Мы возвращались по грязным, темным улицам; разговор не клеился. Ночью что-то разбудило меня; я повел сонными глазами и увидел фигуру в белом, стоящую на коленях у моей кровати. Я решил, что мне это снится (с детьми такое случается часто), и тут же опять заснул. Долго ли я спал, коротко ли — сказать не могу, но когда вновь открыл глаза, то увидел, что привидение никуда не делось; я испугался, закричал и тут понял, что это — матушка.

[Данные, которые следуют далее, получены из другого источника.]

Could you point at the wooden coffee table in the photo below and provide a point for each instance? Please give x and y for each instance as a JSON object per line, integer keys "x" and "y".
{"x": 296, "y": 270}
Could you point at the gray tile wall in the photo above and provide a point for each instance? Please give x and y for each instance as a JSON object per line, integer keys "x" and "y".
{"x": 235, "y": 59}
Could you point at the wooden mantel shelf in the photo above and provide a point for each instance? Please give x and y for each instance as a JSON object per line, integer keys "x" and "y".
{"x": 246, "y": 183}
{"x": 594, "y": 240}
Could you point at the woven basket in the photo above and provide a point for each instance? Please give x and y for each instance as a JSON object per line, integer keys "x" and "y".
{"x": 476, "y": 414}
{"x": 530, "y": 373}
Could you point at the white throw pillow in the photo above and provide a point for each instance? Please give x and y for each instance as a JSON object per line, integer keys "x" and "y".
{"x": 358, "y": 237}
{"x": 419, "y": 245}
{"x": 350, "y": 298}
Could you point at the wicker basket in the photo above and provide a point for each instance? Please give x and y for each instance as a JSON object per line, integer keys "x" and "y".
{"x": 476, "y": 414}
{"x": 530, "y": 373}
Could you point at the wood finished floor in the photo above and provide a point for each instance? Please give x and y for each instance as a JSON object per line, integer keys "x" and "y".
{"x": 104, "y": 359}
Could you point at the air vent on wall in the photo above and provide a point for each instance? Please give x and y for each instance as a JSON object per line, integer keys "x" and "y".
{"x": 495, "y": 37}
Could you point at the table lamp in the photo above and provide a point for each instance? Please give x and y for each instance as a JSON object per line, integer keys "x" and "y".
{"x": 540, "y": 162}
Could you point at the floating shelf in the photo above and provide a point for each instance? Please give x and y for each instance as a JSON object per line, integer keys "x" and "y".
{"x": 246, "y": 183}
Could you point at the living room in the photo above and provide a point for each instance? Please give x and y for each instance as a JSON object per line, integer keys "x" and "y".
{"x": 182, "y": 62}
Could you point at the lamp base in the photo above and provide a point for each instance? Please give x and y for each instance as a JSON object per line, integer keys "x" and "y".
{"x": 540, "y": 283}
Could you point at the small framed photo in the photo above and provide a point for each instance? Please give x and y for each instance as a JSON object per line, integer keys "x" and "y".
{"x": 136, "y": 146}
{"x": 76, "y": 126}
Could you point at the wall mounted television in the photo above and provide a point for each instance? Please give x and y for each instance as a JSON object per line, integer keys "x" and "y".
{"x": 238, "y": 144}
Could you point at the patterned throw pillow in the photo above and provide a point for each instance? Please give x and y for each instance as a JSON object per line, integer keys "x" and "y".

Она поднялась с колен, и я спросил ее, что случилось. Матушка рассмеялась странным прерывистым смехом.

— Мне приснился дурацкий сон, — объяснила она. — Все, должно быть, из-за фокусника, которого мы видели. Мне приснилось, что злая ведьма околдовала и похитила тебя. Я искала тебя, искала, но никак не могла найти, и осталась одна-одинешенька во всем белом свете.

Она прижала меня к себе так крепко, что сделала больно; в ее объятиях я и заснул.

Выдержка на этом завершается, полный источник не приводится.